Wayfinding is about opening up to the world. It is exploration without needing to get anywhere. It is a receptive and connected attitude towards life where you cast assumptions aside and become open to serendipity.

In 2020 I started taking wayfinding more seriously. I started the year by taking a month’s sabbatical. This was a time of unashamed following of my desires. I got to spend uninterrupted hours reflecting on who I was and what made me tick. By the end of it, I was clear on the work I wanted to keep doing, and more importantly on what I wanted to let go of.

What I discovered as the year went on is that these quiet moments of heightened clarity worked in a fractal manner. I didn’t need to take a month off. Something as simple as leaving my headphones behind when going for a walk opened up the space during my days for insights to strike.

These insights constantly shifted the direction of my work, often allowing me to clear the entire contents of my todo list by recognising an unusual but much shorter path to my objective. This has happened so often that it’s become obvious just how limited the always on, always striving approach is.

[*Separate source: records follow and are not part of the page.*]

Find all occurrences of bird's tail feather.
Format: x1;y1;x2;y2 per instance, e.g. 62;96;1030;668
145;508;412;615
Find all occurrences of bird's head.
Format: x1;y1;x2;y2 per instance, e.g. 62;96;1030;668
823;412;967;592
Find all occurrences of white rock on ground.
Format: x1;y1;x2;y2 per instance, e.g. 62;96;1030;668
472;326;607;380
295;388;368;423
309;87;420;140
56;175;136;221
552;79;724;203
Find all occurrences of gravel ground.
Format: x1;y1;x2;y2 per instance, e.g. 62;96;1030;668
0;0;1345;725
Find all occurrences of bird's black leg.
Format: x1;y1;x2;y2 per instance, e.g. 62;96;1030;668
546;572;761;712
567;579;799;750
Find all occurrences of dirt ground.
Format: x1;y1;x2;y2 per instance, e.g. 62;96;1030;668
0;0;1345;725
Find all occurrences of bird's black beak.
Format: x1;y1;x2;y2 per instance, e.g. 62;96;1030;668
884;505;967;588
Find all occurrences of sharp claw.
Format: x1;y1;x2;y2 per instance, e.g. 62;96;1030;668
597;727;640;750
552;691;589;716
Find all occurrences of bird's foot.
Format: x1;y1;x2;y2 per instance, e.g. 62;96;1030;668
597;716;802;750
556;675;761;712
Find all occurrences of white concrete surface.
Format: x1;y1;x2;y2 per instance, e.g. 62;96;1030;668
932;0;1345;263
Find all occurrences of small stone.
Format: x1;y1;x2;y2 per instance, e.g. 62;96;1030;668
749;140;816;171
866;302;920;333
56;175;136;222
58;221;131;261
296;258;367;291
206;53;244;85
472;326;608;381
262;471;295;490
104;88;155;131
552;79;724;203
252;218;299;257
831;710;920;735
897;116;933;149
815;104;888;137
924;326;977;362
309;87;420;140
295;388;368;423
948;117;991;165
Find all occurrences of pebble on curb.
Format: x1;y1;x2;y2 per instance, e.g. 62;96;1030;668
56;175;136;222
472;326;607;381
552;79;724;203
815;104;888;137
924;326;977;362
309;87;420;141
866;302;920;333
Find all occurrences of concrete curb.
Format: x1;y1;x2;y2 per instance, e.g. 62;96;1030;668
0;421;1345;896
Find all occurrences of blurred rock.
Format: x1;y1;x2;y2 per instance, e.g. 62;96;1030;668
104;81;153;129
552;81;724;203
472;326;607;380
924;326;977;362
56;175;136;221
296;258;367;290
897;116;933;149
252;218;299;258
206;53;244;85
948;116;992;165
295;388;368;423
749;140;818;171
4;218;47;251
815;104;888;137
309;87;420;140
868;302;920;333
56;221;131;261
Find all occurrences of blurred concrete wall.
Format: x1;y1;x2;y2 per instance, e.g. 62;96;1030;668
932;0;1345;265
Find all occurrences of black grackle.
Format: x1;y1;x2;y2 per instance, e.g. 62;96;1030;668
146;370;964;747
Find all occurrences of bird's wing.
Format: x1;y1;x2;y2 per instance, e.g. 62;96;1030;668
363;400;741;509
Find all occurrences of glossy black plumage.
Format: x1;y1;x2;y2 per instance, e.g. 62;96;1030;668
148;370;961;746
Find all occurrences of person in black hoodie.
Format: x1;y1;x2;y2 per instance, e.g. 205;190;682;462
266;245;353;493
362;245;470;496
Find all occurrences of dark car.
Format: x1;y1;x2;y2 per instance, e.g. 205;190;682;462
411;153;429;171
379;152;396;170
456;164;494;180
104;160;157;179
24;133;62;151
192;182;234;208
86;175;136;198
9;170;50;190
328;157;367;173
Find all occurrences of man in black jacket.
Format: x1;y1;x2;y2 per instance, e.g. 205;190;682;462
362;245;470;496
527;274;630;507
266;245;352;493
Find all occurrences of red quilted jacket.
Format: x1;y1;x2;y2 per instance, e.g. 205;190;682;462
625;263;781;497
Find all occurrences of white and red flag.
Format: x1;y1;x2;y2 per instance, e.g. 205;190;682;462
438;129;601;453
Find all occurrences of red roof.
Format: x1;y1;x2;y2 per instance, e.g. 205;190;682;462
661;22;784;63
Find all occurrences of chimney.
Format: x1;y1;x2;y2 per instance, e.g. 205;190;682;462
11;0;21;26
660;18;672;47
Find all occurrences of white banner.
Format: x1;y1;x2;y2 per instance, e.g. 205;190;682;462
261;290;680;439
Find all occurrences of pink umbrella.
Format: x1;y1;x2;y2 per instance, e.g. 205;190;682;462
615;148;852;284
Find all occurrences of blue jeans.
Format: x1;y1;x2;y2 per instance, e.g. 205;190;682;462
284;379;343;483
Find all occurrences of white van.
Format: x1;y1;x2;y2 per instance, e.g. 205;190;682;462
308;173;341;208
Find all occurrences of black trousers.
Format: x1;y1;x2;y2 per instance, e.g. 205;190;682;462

Even though my intellect would never recognise it, there’s a higher intelligence I can tap into. This intelligence is where insight comes from. The bad news is I can’t control it. The good news is that by relaxing, playing and connecting with others I increase the likelihood of it gracing me with its presence.

This might feel too good to be true but time and again I’ve experienced that time off is not the enemy of my goals, it’s where they are dreamed up in the first place.